# W.G.T. Shedd On the Pastor/Elder/Deacon vs. Lay Member Subscription Debate



## Backwoods Presbyterian (May 22, 2012)

There was a thread not to long ago on this subject and I am re-reading W.G.T. Shedd's "Calvinism: Pure and Mixed" in preparation for the ARP General Synod and came upon this quote from Shedd that I thought quite useful for the discussion, but that thread is now locked. 

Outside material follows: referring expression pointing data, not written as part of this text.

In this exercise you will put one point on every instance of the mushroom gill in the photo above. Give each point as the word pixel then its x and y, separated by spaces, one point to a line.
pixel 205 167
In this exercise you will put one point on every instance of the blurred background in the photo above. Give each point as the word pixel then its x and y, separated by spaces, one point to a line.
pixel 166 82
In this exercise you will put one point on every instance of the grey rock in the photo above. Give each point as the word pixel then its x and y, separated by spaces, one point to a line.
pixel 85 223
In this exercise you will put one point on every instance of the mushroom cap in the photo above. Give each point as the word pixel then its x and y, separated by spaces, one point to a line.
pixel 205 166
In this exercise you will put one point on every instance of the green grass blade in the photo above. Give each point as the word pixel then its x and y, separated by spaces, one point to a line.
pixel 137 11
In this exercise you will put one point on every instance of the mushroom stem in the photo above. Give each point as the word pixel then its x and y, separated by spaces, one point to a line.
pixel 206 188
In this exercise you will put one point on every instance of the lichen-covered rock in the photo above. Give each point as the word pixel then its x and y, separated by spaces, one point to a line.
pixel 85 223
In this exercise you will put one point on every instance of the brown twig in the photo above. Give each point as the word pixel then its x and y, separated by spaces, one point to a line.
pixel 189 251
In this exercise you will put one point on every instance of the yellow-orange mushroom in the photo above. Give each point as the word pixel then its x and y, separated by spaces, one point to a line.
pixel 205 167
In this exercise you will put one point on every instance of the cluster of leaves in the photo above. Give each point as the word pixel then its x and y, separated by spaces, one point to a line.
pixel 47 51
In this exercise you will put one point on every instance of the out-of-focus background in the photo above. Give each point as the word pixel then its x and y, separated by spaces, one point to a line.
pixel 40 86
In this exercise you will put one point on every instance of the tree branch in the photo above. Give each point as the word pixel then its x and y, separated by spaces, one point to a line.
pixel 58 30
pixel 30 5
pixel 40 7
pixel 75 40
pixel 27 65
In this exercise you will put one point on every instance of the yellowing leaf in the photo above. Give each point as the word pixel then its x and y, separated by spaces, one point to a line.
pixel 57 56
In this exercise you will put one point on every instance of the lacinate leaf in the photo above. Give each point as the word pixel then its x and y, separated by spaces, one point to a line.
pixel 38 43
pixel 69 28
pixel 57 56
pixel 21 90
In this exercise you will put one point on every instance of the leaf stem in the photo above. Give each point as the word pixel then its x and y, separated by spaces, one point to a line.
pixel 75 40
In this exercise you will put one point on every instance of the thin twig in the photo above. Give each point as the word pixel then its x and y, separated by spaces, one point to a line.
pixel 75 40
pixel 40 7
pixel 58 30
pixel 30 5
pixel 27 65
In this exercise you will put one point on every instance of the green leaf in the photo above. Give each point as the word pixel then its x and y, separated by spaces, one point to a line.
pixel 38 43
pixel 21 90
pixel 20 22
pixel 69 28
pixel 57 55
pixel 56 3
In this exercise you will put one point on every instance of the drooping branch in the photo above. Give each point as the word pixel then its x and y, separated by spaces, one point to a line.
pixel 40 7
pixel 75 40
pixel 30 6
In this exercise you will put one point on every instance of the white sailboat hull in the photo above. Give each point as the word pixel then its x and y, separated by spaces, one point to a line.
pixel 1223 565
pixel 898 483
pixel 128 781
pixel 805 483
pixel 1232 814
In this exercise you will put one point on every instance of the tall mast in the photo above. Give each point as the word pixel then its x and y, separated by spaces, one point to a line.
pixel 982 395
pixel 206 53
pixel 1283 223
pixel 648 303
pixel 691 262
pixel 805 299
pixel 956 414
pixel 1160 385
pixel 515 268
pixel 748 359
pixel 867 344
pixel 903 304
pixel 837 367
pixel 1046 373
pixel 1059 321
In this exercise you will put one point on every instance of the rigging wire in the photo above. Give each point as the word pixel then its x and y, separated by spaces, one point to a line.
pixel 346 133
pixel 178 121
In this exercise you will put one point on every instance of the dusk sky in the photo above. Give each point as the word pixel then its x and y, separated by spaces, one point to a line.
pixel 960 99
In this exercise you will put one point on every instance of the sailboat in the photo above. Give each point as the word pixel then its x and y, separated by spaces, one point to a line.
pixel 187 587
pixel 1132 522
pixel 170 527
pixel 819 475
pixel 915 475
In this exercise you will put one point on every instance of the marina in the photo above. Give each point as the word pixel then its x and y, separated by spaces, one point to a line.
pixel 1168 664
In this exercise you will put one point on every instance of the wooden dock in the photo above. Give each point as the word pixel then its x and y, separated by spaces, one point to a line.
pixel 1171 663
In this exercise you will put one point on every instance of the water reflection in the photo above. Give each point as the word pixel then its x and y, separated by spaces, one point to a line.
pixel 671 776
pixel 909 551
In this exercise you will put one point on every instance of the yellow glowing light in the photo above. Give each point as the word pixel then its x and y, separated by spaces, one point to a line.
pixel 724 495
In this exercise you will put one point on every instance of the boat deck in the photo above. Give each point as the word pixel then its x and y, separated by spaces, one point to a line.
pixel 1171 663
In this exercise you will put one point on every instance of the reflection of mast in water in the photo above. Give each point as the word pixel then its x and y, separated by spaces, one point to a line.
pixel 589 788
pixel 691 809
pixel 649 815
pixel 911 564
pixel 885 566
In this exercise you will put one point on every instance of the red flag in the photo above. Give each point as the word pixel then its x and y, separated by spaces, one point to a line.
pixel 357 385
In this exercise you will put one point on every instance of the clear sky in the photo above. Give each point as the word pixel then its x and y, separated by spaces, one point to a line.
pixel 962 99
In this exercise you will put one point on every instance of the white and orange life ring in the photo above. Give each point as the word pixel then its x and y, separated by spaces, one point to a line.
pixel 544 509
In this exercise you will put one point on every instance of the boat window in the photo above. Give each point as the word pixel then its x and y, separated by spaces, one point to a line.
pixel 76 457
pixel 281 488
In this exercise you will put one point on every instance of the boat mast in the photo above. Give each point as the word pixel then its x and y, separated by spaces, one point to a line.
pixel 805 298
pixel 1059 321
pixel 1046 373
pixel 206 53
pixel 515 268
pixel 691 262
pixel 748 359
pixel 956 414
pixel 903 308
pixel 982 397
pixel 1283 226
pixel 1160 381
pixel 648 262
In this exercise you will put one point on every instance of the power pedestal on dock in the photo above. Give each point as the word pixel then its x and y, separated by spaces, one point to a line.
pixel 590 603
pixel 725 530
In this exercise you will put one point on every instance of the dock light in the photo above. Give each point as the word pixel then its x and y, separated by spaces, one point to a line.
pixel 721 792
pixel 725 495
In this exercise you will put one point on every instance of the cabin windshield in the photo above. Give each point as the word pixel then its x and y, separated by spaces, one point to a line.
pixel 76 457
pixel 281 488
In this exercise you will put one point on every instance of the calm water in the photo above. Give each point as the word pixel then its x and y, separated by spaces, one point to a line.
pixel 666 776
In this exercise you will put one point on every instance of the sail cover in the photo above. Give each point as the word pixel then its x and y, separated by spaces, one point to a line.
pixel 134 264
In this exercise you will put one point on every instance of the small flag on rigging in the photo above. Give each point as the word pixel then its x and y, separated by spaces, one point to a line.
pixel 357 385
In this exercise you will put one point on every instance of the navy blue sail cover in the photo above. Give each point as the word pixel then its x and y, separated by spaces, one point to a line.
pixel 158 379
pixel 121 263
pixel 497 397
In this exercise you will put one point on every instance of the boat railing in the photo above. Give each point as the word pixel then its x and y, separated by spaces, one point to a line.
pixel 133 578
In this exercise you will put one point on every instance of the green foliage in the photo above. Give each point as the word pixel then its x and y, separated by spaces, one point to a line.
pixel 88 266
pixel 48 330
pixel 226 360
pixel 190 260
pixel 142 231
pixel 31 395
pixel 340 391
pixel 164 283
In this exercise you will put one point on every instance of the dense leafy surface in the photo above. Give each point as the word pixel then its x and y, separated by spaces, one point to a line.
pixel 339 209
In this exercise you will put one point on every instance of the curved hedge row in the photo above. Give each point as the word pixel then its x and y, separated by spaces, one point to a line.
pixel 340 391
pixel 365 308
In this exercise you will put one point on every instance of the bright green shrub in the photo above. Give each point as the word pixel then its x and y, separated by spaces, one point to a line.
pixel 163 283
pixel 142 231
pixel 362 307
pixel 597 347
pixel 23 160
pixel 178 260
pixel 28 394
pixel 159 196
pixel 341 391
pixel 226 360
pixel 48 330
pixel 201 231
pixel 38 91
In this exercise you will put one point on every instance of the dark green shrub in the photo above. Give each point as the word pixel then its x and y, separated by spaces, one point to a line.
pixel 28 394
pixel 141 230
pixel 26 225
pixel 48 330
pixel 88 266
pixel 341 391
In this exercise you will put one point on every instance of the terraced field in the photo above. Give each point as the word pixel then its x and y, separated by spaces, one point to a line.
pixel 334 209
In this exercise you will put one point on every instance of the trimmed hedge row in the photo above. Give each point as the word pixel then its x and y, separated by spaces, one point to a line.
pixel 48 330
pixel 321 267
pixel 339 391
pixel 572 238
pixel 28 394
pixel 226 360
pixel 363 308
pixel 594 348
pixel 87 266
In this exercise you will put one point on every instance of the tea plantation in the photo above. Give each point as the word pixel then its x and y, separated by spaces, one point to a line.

(I especially love the example at the end that Shedd uses to illustrate this point):



> "There is sometimes misconception on this point. We have seen it stated that the members of the Presbyterian Church are not required or expected to hold the same doctrine with the officers; that is with the Pastor, Elders, or Deacons who must accept the Confession of Faith 'as containing the system of doctrine taught in the Holy Scriptures', but that the congregation need not. But this error arises from confounding the toleration of a deficiency with the endorsement of it. Because a church session tolerates in a particular person, who gives evidence of faith in Christ, an error respecting foreordination, or even some abstruse point in the Trinity, or in the incarnation, it does not thereby endorse the error. It does not sanction his opinion on these subjects, but only endures it, in view of his religious experience on the vital points of faith and repentance, and with the hope that his subsequent growth in knowledge will bring him to the final rejection of it. The Presbyterian Church tolerates theatre-going in some of its members; that is to say, it does not discipline them for it. But it does not formally approve and sanction theatre-going. A proposition to revise the Confession by inserting a clause to this effect, in order to meet the wishes and practice of the minority of theatre-going members, would be voted down by the presbyteries." -- W.G.T. Shedd, "Calvinism: Pure and Mixed" pg. 9


----------